Wer Kapital von Beteiligungsgesellschaften für die Finanzierung einsetzt, hat gute Chancen, große Pläne im Betrieb zeitnah in die Tat umzusetzen. Guy Selbherr von der MBG Baden-Württemberg spricht über Vorteile, Risiken und Voraussetzungen.

Topic channels: TS Insolvenzrecht und TS Liquiditätsmanagement
handwerk magazin: Wie viele Handwerker interessieren sich überhaupt für Kapital von Beteiligungsgesellschaften?

Guy Selbherr: Themen wie Fachkräftemangel, der demografische Wandel und die Digitalisierung erfordern in der Branche große Investitionen, um zukunfts- und wettbewerbsfähig zu bleiben. Und gerade Handwerksbetriebe haben es in starken Wachstumsphasen bei der Kreditaufnahme nicht leicht. Beteiligungen helfen hier, da sie die Eigenkapitalquote und tendenziell auch das Rating verbessern. Insbesondere bei Unternehmensübernahmen werden Beteiligungen angefragt.

Ist Beteiligungskapital im Handwerk überhaupt schon en vogue?

Unsere Wahrnehmung ist, dass das Thema noch nicht ganz so präsent ist wie in anderen Branchen. Ich bin mir aber sicher, dass es weiter an Bedeutung gewinnen wird, denn der Markt ist dynamisch und die Digitalisierung wird ein Wachstumsbeschleuniger für Betriebe sein.

Welche Wege hätten die Betriebe alternativ, um an Geld zu kommen?

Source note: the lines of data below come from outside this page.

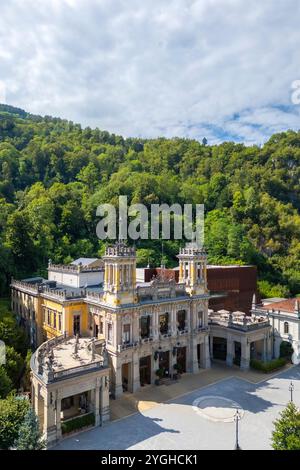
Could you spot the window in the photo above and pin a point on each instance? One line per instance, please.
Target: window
(101, 326)
(200, 319)
(126, 333)
(67, 403)
(181, 320)
(164, 323)
(59, 322)
(109, 333)
(145, 326)
(76, 325)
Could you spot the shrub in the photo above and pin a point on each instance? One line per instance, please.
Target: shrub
(78, 423)
(286, 435)
(12, 413)
(268, 366)
(5, 383)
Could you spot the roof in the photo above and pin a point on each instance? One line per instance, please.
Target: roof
(287, 305)
(84, 261)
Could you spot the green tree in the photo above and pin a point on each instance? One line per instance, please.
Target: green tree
(29, 435)
(286, 435)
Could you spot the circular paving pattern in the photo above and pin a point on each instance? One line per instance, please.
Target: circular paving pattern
(217, 408)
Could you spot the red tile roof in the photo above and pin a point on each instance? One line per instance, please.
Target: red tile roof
(287, 305)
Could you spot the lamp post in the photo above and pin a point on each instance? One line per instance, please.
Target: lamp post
(237, 418)
(291, 389)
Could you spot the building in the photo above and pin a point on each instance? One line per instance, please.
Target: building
(70, 381)
(81, 273)
(284, 316)
(46, 310)
(237, 338)
(232, 287)
(150, 326)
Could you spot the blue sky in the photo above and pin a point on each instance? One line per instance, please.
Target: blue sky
(189, 68)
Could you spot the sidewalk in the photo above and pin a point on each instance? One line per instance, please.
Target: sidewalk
(153, 395)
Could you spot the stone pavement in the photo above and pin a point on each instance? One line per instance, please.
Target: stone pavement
(152, 395)
(201, 419)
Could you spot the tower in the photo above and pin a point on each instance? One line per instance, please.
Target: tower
(120, 275)
(192, 269)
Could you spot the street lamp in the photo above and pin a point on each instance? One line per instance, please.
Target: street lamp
(291, 389)
(237, 418)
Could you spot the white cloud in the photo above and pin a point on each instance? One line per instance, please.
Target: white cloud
(158, 67)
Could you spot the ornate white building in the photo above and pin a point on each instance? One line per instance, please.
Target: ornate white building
(157, 326)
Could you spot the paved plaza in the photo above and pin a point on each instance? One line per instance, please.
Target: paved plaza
(201, 419)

Der Strauß möglicher Finanzierungsformen alternativ zur klassischen Kreditfinanzierung ist derzeit groß. Er reicht je nach Geschäftsmodell des Handwerks-betriebes von Crowdfunding, Private Equity, also Eigenkapitalfinanzierung durch Beteiligungsgesellschaften, Family Offices oder Business Angels bis hin zu Factoring. Dominierend und in Verbindung mit Förderdarlehen historisch günstig bleibt die Fremdkapitalfinanzierung.

Handelt es sich um junge Betriebe oder auch um Alteingesessene, die Beteiligungskapital anfragen? Welche Rolle spielen Start-ups?

Wir helfen häufig bei Nachfolgefinanzierungen. Die Gründungsintensität im Handwerk ist allerdings sehr hoch, diese erreichen wir über Finanzierungen, die wir über die Bürgschaftsbank absichern.

Wie kommen die Betriebe auf Sie zu?

Die meisten Kontakte kommen über die Kammern, die Hausbanken oder andere Netzwerkpartner. Über das Finanzierungsportal ermoeglicher.de können Betriebe aber auch direkt mit uns Kontakt aufnehmen.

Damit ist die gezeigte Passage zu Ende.